This is me asleep at my college graduation. The ceremony was 4 hours long and me and my best friend, Erin were really cracking ourselves up here. I would rest my eyes while she was on the look out and then she would take her turn. The two silliest and MOST FUN girls in the world and this picture proves it. By the way, as we took our diplomas on stage, Erin and I held hands and did an old fashion curtsey to the audience.
(Deep Breath...)I just woke up from an amazing nap on a lazy Saturday. I needed it. My eyes are still heavy and I feeling relaxed as Beethoven is softly playing in the distance. Sitting here I feel firm and together. I feel accomplished and happy. I am proud of the way I have chosen to get here. I have used honesty, self-control, discipline, and humility to reach this point.
Last night I was at a dear friend's house discussing all of life's challenges. People fail us all the time. We really can't figure out why things have to be so hard and painful all the time. We were sitting there happy that we had each other and happy that we were both doing so well in our own personal lives. We love our husbands, we love our children, we love the Lord and we love the gym. We have not always been able to say that all at once, and it feels good.
She mentioned that she loved my blog and I began explaining why I did it. I started this blog because I was desperate to lose weight. I needed to be open and honest with the public in order to pull myself out of denial. I needed accountability.
NO DIET WILL EVER WORK FOR YOU...until you are REALLY ready to lost the weight. You must get an accountability partner on your team. You must call them up and say, "I am tired of being fat, and I want you to know that I am going to change right now. Will you hold me accountable?" You must accept the truth about yourself and find the support you need.
In your childhood you have the love and support of your parents. In your marriage you have it from your spouse, if you are or were an athlete you had it from your coach...you get the picture. You need support if you are really going to do this.
Stop hiding from the truth. It is not a big deal. People want to help you. Do not be ashamed of your weight or your size.
When I was in high school, I would cut the size 14 tags out of my jeans so that no one would know. I was truly ashamed of my body. No wonder I couldn't lost the weight. I had no support from myself, much less anyone else.
I want to encourage you to start being a little kinder to yourself. Don't put yourself in the corner anymore (Yes,I mean like Baby from "Dirty Dancing"). There is no way you can shine from there.
I recently have learned this:
I am through hating myself and beating myself up.
I am good person and I have good intentions.
I love others, I love myself and above all I love the Lord.
I want to honor God with my words, my thoughts and my body.

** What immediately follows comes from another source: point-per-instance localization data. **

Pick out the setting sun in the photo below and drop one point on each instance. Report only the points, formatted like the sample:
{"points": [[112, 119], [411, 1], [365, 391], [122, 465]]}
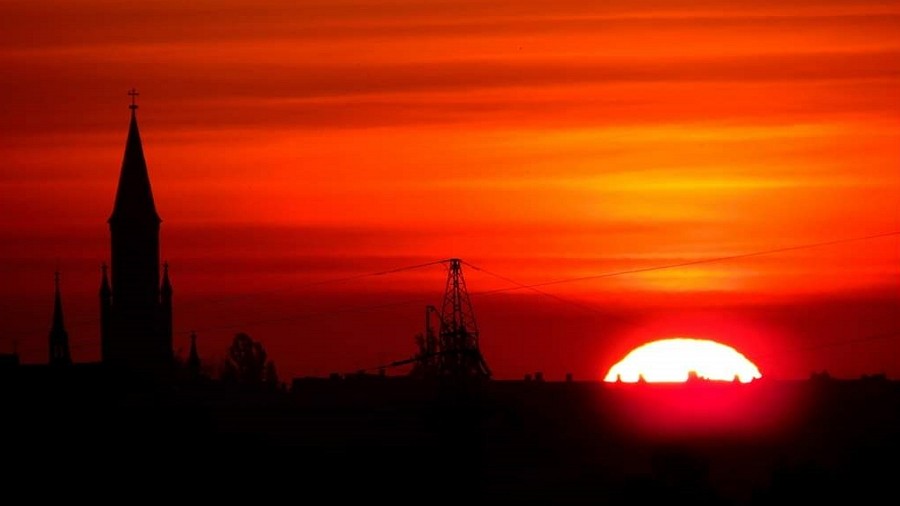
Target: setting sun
{"points": [[673, 361]]}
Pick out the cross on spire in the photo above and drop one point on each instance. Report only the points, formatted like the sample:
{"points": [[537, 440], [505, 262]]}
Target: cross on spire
{"points": [[133, 94]]}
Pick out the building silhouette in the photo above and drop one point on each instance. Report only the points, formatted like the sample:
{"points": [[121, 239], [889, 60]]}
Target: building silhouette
{"points": [[59, 338], [135, 307]]}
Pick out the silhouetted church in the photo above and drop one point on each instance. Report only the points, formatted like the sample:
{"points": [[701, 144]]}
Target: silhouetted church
{"points": [[135, 307]]}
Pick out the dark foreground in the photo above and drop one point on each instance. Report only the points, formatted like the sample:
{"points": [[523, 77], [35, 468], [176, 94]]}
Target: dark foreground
{"points": [[88, 433]]}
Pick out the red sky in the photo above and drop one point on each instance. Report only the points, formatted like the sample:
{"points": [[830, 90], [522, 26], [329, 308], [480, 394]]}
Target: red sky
{"points": [[541, 140]]}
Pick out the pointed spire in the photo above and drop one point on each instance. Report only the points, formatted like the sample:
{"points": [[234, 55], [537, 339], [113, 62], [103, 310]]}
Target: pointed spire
{"points": [[134, 197], [59, 338]]}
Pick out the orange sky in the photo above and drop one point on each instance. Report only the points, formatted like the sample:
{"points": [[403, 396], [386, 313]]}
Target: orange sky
{"points": [[540, 140]]}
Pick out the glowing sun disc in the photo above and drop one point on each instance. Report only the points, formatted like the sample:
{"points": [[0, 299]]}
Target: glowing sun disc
{"points": [[673, 361]]}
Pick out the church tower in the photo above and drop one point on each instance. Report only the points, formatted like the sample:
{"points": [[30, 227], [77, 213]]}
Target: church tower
{"points": [[135, 307], [59, 338]]}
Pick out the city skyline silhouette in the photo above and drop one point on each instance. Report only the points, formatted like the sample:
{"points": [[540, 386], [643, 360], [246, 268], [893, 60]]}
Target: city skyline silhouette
{"points": [[458, 251]]}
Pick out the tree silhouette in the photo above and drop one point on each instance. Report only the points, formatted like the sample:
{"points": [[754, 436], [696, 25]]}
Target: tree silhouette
{"points": [[247, 363]]}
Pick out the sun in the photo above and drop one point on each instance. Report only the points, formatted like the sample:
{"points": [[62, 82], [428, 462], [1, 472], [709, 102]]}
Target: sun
{"points": [[674, 360]]}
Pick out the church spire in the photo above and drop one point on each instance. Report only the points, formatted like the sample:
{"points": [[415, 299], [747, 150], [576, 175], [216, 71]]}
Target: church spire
{"points": [[134, 197], [59, 338]]}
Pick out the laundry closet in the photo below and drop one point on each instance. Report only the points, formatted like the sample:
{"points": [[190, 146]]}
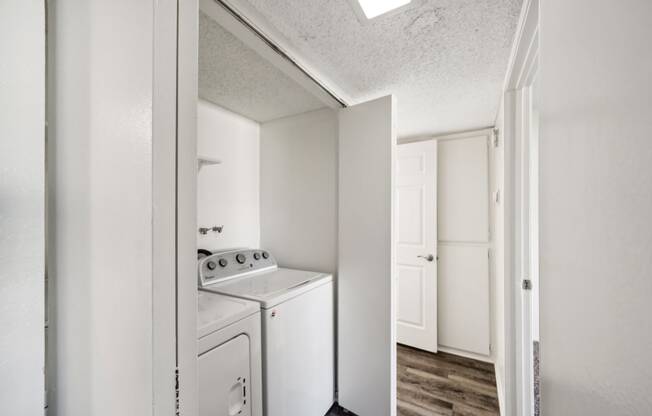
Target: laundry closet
{"points": [[285, 171]]}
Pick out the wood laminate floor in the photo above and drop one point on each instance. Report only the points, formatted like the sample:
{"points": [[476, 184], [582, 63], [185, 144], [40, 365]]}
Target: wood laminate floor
{"points": [[442, 384]]}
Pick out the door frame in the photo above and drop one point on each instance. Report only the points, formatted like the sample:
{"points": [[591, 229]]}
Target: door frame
{"points": [[521, 73]]}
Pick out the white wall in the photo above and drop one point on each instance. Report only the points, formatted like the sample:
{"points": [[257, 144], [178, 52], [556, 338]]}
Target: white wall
{"points": [[299, 190], [228, 194], [22, 210], [102, 87], [596, 200], [497, 261]]}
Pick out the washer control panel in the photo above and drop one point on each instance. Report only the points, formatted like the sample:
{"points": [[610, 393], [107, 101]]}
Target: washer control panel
{"points": [[233, 263]]}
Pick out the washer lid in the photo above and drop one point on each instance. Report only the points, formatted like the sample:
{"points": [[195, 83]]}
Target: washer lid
{"points": [[215, 312], [272, 287]]}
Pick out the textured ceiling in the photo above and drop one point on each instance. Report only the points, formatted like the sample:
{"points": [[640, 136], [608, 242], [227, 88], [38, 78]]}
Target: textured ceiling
{"points": [[444, 60], [237, 78]]}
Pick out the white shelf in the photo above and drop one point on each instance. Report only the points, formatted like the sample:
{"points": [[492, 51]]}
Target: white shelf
{"points": [[206, 161]]}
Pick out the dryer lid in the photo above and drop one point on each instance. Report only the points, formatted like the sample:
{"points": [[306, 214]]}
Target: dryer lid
{"points": [[215, 311]]}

We have all been raised hearing things like, "You should be ashamed of yourself". You may hear this ridiculous phrase after falling asleep at your college graduation, skipping class in high school to make out with your boyfriend, or stealing gum from the store when you were five.
Yep, and these are just 3 of the hundreds of things I have done to be ashamed of myself.
That was the past and you know what? I'm NOT ashamed of myself, I just need some good guidance and a treadmill. But thanks for the suggestion!
Try to be a better person by making better choices. This starts with the choices you make for YOURSELF. By taking care of yourself, everyone around you will benefit. Pray for integrity, wisdom and the understand of what God's love really is. He loves you just the way you are and you should not be ashamed of yourself. But, you should take better care of yourself. That's what I'm doing. Join me. The grass really is greener over here.